Haldane's dilemma is a limit on the speed of beneficial evolution


This is extremely vague, and immediately overshadowed by someone's unsourced ranting about creationists. Then we are quickly assured that Haldane was probably wrong, before we have any idea what he was wrong about.

The next small section is about as close as this article gets to clarifying what the actual substance of Haldane's argument:


In the introduction to The Cost of Natural Selection Haldane writes that it is difficult for breeders to simultaneously select all the desired qualities, partly because the required genes may not be found together in the stock; but, writes Haldane (p. 511) "especially in slowly breeding animals such as cattle, one cannot cull even half the females, even though only one in a hundred of them combines the various qualities desired."

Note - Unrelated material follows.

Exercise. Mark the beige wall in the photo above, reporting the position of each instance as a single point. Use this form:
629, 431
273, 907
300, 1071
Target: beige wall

That is, the problem for the cattle breeder is that keeping only the specimens with the desired qualities will lower the reproductive capability too much to keep a useful breeding stock.



This is bordering on being cryptic. A reader not already familiar with the subject of Haldane's Dilemma, will probably not even make the connection that this refers to the population cost for fixating a single genetic trait within a population.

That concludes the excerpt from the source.